Игорь благодарно начал подавать признаки веселости.
– В мусорку, Игорек, в мусорку. А ты что подумал?
– Подожди, тогда как твоего сына учат того же «узбека» переносить?
– А-а, во-о-от! Тут мы дошли до твоего самого дремучего заблуждения, что слова переносят по слогам. Ни фига, Игорек! Нас обманывали в советской школе! По слогам деление будет «у-збек», а переносить можно и нужно «уз-бек». Так-то!
– Ты это сейчас серьезно?
– Игорек, смирись со своей увечностью. Все зависит от того, по восходящей или нисходящей звонкости стоят согласные. Я это со слов сына запомнил, но осмыслить так и не смог. Говорю тебе, тут без пол-литра не разберешь. Меня сын три вечера ломал, я так до конца это и не понял.

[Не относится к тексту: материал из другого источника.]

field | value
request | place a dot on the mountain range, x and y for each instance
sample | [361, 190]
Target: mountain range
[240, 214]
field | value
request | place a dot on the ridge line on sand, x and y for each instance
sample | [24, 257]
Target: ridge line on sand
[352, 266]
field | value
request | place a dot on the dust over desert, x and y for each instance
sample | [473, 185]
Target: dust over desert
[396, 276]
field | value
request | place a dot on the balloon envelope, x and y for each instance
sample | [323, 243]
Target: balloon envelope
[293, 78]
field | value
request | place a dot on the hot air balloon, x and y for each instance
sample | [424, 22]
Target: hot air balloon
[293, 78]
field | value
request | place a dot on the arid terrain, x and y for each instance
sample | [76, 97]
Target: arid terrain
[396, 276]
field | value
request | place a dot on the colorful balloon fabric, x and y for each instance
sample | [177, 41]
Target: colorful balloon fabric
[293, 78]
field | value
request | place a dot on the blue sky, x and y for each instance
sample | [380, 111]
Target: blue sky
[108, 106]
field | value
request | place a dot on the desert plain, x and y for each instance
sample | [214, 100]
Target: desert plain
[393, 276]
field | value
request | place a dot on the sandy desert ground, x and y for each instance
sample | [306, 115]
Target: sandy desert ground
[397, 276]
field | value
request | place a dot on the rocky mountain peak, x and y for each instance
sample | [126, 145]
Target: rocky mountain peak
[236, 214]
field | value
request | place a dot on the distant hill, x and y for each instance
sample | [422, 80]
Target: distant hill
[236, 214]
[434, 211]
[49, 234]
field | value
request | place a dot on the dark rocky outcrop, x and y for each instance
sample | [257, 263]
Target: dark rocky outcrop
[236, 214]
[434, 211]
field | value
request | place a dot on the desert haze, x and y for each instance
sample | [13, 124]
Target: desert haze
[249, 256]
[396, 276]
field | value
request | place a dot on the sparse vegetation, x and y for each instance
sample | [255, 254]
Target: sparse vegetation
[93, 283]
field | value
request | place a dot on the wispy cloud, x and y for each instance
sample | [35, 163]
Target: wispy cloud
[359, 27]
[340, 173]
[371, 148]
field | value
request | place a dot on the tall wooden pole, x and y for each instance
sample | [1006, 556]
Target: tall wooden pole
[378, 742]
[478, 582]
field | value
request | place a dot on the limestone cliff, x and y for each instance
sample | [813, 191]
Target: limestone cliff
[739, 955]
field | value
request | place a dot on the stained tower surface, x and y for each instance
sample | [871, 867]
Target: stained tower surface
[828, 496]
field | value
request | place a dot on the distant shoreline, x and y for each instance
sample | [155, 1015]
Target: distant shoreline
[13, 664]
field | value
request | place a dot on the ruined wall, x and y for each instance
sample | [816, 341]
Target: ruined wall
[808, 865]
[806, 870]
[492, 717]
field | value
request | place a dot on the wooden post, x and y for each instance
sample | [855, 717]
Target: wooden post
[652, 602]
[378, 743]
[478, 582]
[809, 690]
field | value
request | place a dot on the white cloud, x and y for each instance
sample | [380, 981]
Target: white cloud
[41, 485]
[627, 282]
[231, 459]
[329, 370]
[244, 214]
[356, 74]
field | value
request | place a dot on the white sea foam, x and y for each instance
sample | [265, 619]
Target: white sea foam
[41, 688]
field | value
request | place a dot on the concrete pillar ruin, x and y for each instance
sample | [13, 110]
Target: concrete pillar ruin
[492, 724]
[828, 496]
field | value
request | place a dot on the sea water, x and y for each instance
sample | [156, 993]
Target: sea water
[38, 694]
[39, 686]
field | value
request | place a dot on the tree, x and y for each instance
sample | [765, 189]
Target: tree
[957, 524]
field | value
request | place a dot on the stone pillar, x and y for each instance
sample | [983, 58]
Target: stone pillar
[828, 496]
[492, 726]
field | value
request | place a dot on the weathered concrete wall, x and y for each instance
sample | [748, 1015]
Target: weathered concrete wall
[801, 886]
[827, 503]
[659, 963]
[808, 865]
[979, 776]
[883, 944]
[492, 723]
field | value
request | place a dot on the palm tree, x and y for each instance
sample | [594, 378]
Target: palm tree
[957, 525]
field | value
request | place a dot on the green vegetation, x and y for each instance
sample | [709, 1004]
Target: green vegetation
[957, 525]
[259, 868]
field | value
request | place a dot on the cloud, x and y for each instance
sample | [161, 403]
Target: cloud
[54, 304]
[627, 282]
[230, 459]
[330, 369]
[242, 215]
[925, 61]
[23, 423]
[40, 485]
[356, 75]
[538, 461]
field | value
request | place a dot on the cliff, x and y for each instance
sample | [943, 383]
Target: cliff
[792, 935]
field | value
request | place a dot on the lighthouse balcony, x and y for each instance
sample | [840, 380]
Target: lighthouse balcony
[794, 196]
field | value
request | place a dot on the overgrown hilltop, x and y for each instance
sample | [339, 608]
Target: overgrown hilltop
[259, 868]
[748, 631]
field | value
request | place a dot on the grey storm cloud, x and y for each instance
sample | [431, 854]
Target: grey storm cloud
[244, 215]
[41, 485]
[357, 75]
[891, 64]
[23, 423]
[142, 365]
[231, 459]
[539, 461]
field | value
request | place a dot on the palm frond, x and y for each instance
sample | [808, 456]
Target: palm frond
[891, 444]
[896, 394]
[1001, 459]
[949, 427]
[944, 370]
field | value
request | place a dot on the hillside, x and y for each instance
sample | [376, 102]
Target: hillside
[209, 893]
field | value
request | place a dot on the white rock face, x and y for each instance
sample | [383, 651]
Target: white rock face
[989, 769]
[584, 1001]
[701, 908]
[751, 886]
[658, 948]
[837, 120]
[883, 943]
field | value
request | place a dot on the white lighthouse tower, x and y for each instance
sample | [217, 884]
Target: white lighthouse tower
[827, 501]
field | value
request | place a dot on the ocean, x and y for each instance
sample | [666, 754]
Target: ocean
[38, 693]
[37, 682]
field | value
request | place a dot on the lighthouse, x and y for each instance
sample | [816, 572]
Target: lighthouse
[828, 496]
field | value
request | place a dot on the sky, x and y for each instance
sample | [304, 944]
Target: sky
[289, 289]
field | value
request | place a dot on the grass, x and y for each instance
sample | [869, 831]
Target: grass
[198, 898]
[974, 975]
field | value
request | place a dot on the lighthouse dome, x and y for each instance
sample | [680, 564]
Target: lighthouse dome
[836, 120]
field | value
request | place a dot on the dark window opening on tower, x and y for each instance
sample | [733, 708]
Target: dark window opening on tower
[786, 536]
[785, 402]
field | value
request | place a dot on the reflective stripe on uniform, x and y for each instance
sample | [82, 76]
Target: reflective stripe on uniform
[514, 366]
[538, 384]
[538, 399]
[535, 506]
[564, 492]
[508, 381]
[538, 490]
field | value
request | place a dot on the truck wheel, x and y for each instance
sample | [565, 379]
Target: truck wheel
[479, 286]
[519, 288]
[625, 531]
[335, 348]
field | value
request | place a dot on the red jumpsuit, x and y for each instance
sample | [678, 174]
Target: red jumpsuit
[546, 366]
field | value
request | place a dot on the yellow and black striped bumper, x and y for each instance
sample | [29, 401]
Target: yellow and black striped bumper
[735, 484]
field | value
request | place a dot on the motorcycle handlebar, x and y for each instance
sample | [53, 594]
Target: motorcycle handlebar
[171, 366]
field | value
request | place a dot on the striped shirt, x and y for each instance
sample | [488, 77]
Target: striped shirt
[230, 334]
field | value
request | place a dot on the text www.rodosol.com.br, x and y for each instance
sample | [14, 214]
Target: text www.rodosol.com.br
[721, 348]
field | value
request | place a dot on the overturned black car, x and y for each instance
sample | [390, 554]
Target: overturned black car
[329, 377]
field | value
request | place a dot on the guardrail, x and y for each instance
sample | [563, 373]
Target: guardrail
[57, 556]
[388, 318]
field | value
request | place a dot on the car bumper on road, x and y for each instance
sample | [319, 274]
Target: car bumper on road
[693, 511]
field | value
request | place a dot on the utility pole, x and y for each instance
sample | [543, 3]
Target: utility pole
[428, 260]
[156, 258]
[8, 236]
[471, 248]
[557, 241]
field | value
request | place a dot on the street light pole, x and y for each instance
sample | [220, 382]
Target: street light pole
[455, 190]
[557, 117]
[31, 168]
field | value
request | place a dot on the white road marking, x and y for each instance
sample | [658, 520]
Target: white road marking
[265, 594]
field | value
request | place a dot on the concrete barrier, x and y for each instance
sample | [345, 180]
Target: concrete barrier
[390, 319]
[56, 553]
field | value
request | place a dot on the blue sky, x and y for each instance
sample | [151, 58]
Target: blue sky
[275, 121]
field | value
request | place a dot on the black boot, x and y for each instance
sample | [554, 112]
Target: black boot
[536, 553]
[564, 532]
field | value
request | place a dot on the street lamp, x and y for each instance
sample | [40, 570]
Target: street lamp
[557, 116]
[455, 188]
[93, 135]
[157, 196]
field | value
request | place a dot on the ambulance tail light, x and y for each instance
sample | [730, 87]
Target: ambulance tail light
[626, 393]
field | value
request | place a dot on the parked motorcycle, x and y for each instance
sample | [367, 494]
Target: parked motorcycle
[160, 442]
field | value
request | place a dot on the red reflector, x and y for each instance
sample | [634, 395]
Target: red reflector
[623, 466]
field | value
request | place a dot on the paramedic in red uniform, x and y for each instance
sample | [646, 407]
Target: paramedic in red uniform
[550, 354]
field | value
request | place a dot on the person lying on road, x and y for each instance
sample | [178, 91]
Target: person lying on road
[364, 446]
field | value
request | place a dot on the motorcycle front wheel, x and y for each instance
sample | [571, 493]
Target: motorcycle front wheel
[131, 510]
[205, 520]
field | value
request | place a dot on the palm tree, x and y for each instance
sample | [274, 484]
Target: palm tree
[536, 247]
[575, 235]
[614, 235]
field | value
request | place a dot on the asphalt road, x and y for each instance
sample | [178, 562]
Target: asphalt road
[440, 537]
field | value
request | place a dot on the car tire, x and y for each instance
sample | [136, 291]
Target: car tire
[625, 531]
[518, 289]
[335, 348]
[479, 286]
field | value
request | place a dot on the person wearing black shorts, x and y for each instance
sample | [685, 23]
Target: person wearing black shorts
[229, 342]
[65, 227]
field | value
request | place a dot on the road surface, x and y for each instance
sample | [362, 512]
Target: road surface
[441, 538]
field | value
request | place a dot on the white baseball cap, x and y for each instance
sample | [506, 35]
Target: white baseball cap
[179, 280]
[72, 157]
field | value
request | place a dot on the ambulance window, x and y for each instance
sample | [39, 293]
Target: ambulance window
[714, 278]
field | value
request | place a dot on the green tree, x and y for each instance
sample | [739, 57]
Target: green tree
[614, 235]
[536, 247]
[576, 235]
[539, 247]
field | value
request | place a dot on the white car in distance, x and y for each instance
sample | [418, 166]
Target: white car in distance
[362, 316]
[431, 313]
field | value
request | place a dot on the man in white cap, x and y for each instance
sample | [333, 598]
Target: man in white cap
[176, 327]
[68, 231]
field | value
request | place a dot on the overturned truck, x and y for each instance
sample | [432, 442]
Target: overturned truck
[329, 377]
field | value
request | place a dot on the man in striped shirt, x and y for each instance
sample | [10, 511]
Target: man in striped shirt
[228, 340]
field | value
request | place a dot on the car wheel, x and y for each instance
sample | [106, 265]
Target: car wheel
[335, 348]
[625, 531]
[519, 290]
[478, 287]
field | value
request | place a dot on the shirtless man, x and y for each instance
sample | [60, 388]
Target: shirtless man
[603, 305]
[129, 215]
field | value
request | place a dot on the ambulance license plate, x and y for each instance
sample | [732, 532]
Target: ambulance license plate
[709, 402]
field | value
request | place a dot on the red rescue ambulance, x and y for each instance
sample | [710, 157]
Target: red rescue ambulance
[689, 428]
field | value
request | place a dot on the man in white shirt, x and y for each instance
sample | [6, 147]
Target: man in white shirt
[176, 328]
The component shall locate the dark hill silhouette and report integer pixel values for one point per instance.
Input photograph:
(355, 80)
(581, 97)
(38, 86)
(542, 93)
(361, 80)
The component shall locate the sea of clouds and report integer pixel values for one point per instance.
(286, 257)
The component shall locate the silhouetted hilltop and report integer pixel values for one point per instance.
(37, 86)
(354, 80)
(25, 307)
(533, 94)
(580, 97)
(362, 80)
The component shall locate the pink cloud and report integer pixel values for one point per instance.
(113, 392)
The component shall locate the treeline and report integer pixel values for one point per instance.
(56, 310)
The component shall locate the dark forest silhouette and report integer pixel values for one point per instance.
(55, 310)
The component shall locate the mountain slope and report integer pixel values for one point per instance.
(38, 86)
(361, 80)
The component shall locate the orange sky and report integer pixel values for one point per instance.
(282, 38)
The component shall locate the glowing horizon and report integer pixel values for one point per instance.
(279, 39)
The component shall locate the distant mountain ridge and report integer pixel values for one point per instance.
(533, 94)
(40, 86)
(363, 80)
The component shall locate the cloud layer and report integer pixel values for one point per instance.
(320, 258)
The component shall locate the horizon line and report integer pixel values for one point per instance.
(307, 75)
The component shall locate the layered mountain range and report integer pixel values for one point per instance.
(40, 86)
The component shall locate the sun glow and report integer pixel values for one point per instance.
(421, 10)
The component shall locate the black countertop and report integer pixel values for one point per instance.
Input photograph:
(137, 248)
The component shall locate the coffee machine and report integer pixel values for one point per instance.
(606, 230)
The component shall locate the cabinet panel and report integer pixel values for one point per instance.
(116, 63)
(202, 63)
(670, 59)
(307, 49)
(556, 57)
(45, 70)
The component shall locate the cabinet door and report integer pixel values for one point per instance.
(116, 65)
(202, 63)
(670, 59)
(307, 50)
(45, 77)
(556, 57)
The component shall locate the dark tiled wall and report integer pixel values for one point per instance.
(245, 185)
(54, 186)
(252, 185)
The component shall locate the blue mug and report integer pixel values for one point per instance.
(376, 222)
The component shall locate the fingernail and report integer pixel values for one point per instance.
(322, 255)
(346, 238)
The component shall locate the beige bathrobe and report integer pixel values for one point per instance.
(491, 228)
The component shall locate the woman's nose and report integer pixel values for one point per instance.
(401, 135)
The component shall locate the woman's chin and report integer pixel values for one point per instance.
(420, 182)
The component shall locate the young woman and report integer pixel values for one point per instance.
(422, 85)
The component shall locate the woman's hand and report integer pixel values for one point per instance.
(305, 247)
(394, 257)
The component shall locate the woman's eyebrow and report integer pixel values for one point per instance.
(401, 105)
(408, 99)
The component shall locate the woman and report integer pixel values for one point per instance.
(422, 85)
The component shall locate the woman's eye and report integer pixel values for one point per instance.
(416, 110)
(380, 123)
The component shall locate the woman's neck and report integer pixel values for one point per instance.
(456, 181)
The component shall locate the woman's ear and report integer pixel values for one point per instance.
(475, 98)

– И кто это все придумал? Кто придумал, что «покойник» одушевленный? Какой… изобрел эти четыре ступени звонкости?
– Ну, положим, придумали это ученые-филологи. К ним лично у меня претензий нет. Надо же им на чем-то свои кандидатские и докторские диссертации защищать. Но между ними и детьми стоят чиновники из министерства. Вот скажи ты мне, Игорек, в каком больном мозгу родилась идея впихнуть в школьный курс изыски филологической мысли? Какая еще богатая страна может себе это позволить? На фига ребенку знать, что сравнения бывают с метафорическим переносом смысла и с метонимическим?
– Это ты что сейчас сказал? – уже улыбался Лукич.
– Господи, ты и этого не знаешь? А мой сын в шестом классе знает! Зато книжек он не читает, некогда ему. Знаешь, что я тебе скажу, Игорек? Вот помяни мое слово, будущие русские писатели обязательно выйдут из нынешних двоечников и троечников, спасенных здоровым пофигизмом от министерского маразма. Потому что старательно учиться по нынешней «продвинутой» программе – это гарантированно ненавидеть русский язык. Толстой, садись, два! Бунин, пошел, дебил, на второй год! Достоевский, без отца в школу не возвращайся! Никакой Пушкин не защитит ребенка от министерской тетки, – распалился Петрович. Видимо, занятия с сыном произвели на него слишком сильное впечатление.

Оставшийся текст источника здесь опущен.